Keywords: Metal Prices, Mining Companies, Johansen Cointegration Method.

*Arş.Gör., Karadeniz Teknik Üniversitesi, keyuboglu@ktu.edu.tr

**Arş.Gör.Dr., Karadeniz Teknik Üniversitesi, sinemyilmaz@ktu.edu.tr Makalenin Gönderim Tarihi: 14.02.2015; Makalenin Kabul Tarihi: 06.10.2016

(2)

1. Giriş

Madencilik istihdama katkıda bulunması, hizmet ve yan sanayi sektörleri oluşturması ve bölgesel kalkınmayı teşvik etmesi açısından önemli, aynı zamanda yatırım tutarının geri dönüş sürecinin uzun olmasından dolayı da son derece riskli bir sektördür (TMMOB, 2011; 33).
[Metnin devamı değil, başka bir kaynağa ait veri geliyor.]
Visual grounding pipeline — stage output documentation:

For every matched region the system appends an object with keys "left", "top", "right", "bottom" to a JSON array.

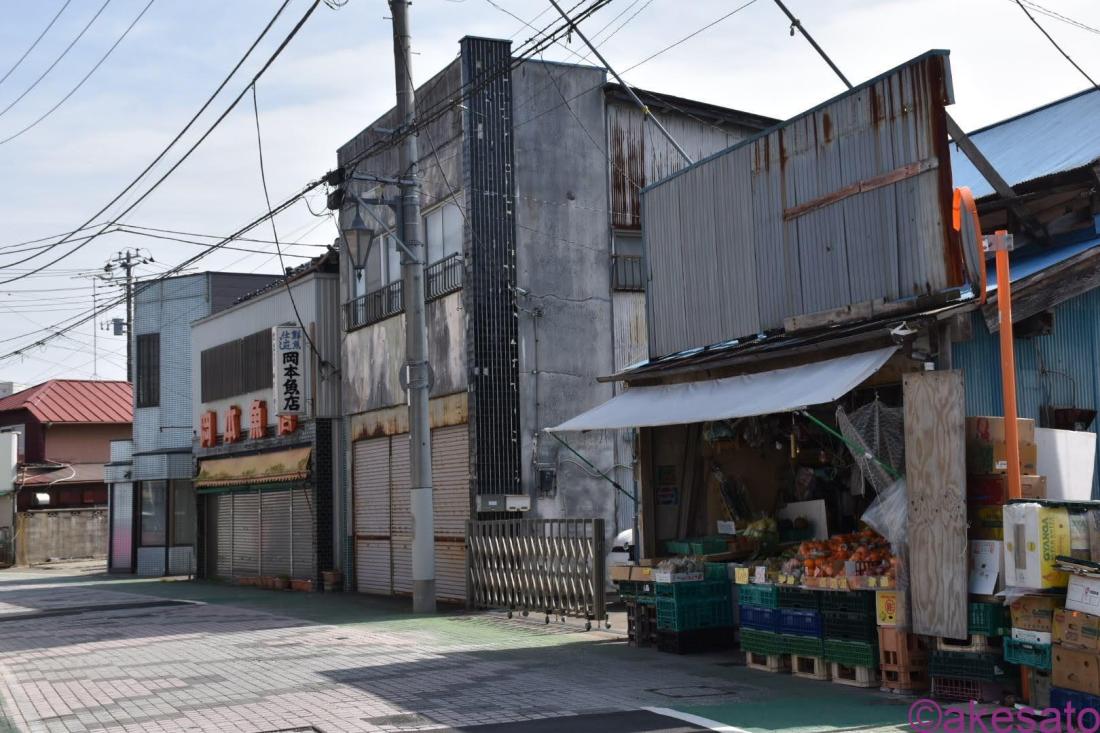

Bu açıdan getiriler üzerinde etkisi olan faiz, döviz kuru gibi değişkenlerin belirlenmesi şirket yöneticileri ile yatırımcılar açısından oldukça önemli bir konudur. Bu değişkenlerden bir tanesi ise emtia fiyatlarıdır. Bilindiği üzere bir şirketin değeri gelecekte elde edeceği nakit akışlarının bugüne indirgenmiş değeri ile ölçülmektedir. Bu çerçevede emtia fiyatlarında meydana gelecek bir artış, şirketin bu emtiayı üretmesi, işlemesi veya tüketmesine göre şirketin gelecekteki nakit akışlarını negatif veya pozitif olarak etkileyecek ve şirketin değerini azaltabilecek veya arttırabilecektir.

Gelişmiş ve gelişmekte olan ülkeler incelendiğinde madencilik faaliyetlerinden elde edilen gelirlerin azımsanmayacak düzeyde olduğu görülmektedir. Madencilik ekonomik ve sosyal kalkınmanın sağlanması bakımından önem taşımakta ve bu nedenle üzerinde durulması gereken bir sektör olma özelliğini korumaktadır (Özdemir vd., 2015; 229). Sektörde özellikle metal fiyatlarında yaşanan değişimler, bu madenleri çıkaran veya işleyen şirketlerin faaliyet karlarında dalgalanmalara neden olmaktadır. Madencilik sermaye yoğun bir sektör olması ve sabit giderlerinin yüksek olması nedeniyle emtia fiyatlarındaki dalgalanmalara karşı duyarlı bir sektördür. Bu açıdan sektörde faaliyet gösteren şirketlerin üretim ve yatırım kararları çıkarılan veya işlenen metallerin fiyatları ile yakından ilgilidir.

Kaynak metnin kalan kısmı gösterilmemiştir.